Biografie von Fedor Prosin
Fedor Prosin wurde am 24. Juni 1920 in Bulaj im Kreis Winniza in Russland geboren. Nach seiner vermutlichen Verschleppung nach Deutschland arbeitete er als Zwangsarbeiter in der Zeche Hannibal an den Klärbrunnen in Bochum Hofstede. Dieses Steinkohlebergwerk war eine der ersten Tiefbauzechen im Norden Bochums. Wie rund 726 andere Ostarbeiter arbeitete er in der Zeche und schlief im Lager an den Klärbrunnen. Am 04. September 1944 starb er dort, im jungen Alter von nur 24 Jahren, an Lungentuberkulose, was meist ein Zeichen eines geschwächten Immunsystems in Folge von Mangelernährung ist. Es ist möglich, dass er Opfer der Verantwortlichen für die Lebensmittelversorgung geworden ist, die in der Zeche Hannibal einen großen Teil der Nahrung, die den Zwangsarbeiten zustand, nicht verteilt haben, sondern es an ein Schwein verfütterten, welches sie für sich selbst mästen wollten. Solche skrupellosen Fälle von Lebensmitteldiebstahl waren nicht ungewöhnlich, so dass viele Zwangsarbeiter, die ohnehin schon nicht genug Nahrung bekamen, noch mehr unter Hunger leiden mussten.  Da nirgendwo die Namen seiner Eltern oder anderer Angehöriger vermerkt sind, ist es wahrscheinlich, dass diese nie von seinem Tod und dessen Umständen erfahren haben.

Schlussworte
Zunächst einmal möchte ich mich im Namen des Kurses bedanken, hier sein zu dürfen.
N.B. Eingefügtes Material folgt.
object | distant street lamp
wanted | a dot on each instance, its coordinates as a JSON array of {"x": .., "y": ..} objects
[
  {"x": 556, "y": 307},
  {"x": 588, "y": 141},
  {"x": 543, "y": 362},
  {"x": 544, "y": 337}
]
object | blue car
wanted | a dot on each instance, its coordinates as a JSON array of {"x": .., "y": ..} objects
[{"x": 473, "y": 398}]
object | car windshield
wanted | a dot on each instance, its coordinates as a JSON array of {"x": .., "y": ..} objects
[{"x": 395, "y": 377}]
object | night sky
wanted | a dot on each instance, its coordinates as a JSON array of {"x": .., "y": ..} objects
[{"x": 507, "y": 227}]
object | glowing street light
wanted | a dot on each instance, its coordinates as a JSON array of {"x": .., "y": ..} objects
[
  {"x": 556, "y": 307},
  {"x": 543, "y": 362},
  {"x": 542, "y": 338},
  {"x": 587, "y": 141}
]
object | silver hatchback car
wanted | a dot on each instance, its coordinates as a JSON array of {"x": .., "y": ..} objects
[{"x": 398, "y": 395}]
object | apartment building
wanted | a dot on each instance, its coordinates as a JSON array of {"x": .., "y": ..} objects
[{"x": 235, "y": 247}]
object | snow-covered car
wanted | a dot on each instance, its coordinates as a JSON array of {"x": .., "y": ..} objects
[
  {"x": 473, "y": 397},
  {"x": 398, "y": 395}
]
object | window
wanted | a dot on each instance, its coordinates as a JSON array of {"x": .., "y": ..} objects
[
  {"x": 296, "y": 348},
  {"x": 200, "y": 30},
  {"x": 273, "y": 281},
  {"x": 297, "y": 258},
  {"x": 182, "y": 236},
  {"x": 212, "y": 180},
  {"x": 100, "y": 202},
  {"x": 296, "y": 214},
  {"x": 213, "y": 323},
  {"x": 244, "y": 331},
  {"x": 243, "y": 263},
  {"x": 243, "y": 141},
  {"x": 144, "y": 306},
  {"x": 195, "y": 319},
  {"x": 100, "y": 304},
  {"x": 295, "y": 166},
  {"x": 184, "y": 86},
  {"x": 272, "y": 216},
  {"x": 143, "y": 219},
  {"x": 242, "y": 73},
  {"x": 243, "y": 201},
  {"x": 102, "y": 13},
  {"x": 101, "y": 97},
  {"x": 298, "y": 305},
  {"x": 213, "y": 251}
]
Dabei richte ich mich vor allem an Herrn Borchers, der mit der Sache auf uns zu gekommen ist und uns alle Freiheiten gelassen hat. Wir freuen uns, mit dem Thema vor ein Publikum treten zu dürfen, um es ein wenig bekannter machen zu können.
Das Thema Zwangsarbeit bleibt heutzutage größtenteils unbeachtet, obwohl die nötigen Informationen vorhanden sind. Wir wissen aus eigener Erfahrung, dass die Quellenlage gar nicht so schlecht ist, wie man vermuten könnte. Ganz im Gegenteil: Bei unserem eben erwähnten Besuch im Archiv des Roten Kreuzes in Bad Arolsen konnten wir zu fast jedem der 307 auf dem Blumenfriedhof begrabenen Zwangsarbeiter eine Todesurkunde finden, von denen viele auch die Todesursache enthalten.
Wenn Interesse an dem Thema bestünde, gäbe es also die Informationen, um es aufzuarbeiten und eventuell sogar für eine Entschädigung der damaligen Zwangsarbeiter oder ihrer Nachkommen zu sorgen. Dieses Interesse versuchen wir zu wecken und haben mit Zeitungsartikeln und einem Radiobericht bereits für Aufmerksamkeit gesorgt.
Wir planen auch größere Projekte wie die bereits erwähnte Umgestaltung des Gräberfelds auf dem Blumenfriedhof. Außerdem versuchen wir den Kontakt zu Nachkommen der Toten herzustellen.
Da für uns jedoch das Projekt mit Schuljahresende endet, haben wir für Verstärkung gesorgt und konnten mehr als 30 Schüler für die Weiterführung des Projekts im nächsten Jahr begeistern.
Wir hoffen so die Erinnerung an die Schicksale der 307 verstorbenen Zwangsarbeiter aufrecht erhalten zu können.